Signe qui ne trompe pas: quand une semaine après avoir vu un (télé)film il ne cesse de vous revenir en mémoire, on sait qu'on tient quelque chose.
Alors oui, déjà sur le coup, une forte impression (un 8, quand même !). Mais teintée par des petits détails...oh pas gênants, mais quand même:
- une pièce mise en image (une seule pièce: le salon d'un appart miteux) avec tout ce que cela signifie de contraintes de mise en scène
- deux personnages un peu archétypaux (le blanc éduqué, le black ex détenu à qui Jésus parle, parfois)
- une trame à base de dialogues hautement intenses et donc... toujours sur le fil de la crédibilité.
Oui, tout cela est présent, mais très vite et irrémédiablement balayé par ce qui fait la force du projet.
- Une production HBO (chez qui les faux pas existent mais sont quand même proportionnellement assez hallucinament rares, même si, avec les années...)
- Tommy Lee Jones à la réal (Trois enterrements, merde !)
- un duo d'acteurs au sommet de leur art et en état de grâce (portés par leur sujet?)
- Enfin et surtout... un putain de texte.
McCarthy.
Cormac.
Cormac !
Avoir un tel prénom et devenir célèbre ne saurait tromper !
En tout cas, dans le cas qui nous occupe, on retrouve la quintessence de ce qui constitue l'ossature de l'œuvre du bonhomme: une noirceur ici terrible, absolue, implacable.
Le point de départ est simple: Black (c'est le nom qui lui est donné dans le générique de fin), de condition modeste, vient d'empêcher le suicide de White. Il l'embarque chez lui pour que ce dernier reprenne ses esprits. C'est à cet instant précis que le téléfilm débute.
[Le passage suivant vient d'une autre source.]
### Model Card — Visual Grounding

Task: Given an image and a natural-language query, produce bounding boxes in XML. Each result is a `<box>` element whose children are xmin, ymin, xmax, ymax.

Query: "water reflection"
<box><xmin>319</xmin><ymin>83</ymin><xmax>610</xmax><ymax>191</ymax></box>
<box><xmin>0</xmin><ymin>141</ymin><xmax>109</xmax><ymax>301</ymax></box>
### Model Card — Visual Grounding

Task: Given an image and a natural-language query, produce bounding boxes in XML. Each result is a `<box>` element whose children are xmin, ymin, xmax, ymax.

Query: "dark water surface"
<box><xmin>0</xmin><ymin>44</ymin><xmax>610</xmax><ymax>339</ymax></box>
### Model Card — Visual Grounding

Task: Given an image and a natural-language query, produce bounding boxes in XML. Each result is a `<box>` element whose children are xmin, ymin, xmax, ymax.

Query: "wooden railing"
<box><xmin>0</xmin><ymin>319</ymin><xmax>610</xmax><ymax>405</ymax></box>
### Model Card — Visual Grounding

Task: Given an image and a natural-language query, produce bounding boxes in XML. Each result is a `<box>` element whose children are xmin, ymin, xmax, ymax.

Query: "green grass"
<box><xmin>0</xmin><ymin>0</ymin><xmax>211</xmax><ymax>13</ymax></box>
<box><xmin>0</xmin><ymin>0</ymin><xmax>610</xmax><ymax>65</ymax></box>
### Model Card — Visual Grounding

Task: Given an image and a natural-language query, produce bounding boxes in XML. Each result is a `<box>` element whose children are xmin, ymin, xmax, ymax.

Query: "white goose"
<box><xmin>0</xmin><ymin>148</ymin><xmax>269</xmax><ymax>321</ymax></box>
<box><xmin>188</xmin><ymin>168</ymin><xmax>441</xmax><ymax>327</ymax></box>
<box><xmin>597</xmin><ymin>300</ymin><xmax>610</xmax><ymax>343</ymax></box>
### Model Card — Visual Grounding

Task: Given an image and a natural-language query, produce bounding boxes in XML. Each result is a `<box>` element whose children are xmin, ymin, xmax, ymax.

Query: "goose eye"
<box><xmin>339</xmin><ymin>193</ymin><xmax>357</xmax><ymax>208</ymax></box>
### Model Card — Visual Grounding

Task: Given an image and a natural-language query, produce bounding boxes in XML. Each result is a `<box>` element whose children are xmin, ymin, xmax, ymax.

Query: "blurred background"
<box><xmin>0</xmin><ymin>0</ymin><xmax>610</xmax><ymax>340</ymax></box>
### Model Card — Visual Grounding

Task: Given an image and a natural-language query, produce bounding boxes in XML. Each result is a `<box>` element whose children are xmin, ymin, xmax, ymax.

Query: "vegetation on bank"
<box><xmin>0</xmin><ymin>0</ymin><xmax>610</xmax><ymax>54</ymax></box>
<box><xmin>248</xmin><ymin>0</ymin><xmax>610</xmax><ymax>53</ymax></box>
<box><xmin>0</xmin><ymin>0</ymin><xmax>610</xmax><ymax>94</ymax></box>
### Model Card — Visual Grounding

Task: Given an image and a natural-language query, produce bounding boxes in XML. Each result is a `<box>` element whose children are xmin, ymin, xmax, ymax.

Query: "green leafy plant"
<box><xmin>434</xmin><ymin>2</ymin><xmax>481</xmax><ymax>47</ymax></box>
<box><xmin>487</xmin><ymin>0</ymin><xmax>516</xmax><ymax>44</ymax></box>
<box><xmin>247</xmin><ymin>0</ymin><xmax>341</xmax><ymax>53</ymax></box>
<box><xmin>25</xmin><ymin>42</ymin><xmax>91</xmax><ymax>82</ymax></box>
L'heure et demi qui s'ensuit est aussi simple que tendue: au professeur qui ne cesse de dire"il faut que j'y aille", le sauveur ne cesse de de répondre "restez encore" car il sait que si le premier part, il assouvira son funeste projet.
Et ainsi, deux traditionnelles conceptions s'affrontent. Qu'est-ce qui nous fait tenir ? En quoi croit-on ? Quelles raisons pourraient nous pousser à choisir l'extrême, même après avoir bien (ou en tout cas longtemps) vécu ?
Comment coexiste-t-on avec les autres, même (surtout ?) ceux qui sont censés être les plus proches ?
Très vite, on pressent que la conversation n'ira là où tant d'œuvres ayant traité le sujet vont habituellement.
Mais on ne se doute pas à quel point.
Si les dialogues sont à la fois simples et brillants, il se permettent de ponctuellement verser vers le corrosif ou le drolatiques ("- il est mort ?" '- j'espère pour lui ! Il est enterré depuis trois ans !").
Si le personnage de Black est loin d'être simple où bâclé, c'est évidemment White qui fascine. Un homme qui n'a tenu que par son amour des arts ("are you a Culture Junky ?" lui demande rapidement Black ...et certains sur ce site pourrait se sentir concernés).
On sent McCarthy, à travers lui, donner la plein puissance de son désespoir viscéral.
Lorsque les coups de boutoirs qu'il assène à son adversaire/sauveur font vaciller ce dernier, nous chancelons avec lui, terriblement attirés vers ce gouffre terrifiant dont nous tentons depuis toujours de nous tenir le plus éloignés.
White / McCarthy impose une vision radicale, un regard implacable qui ne peut être rien d'autre qu'une version artistique d'un testament intime de ce qui pourrait arriver, de ce qui aurait peut-être déjà pu arriver. Un texte superbement servi qui va à l'essentiel, tranche jusqu'à l'os, et laisse le lecteur-spectateur dans un grand trouble.
"Comment (demande en substance White) ne pouvez-vous pas concevoir la vie comme une série d'occasions perdues, d'expériences qu'on ne veut plus renouveler, de plaisirs qui ne seront plus jamais aussi intenses... Comme une série de portes que l'on ferme, les unes après les autres, jusqu'à ce qu'il ne reste plus qu'une ?"
C'est ainsi qu'il débute sa mise à nu, avant d'aller beaucoup, beaucoup plus loin.
Terrifiant. Passionnant. Terrassant.
En tout cas, la prochaine fois que je me suicide, je me reverrai Sunset Limited pour me persuader que j'ai bien raison de le faire.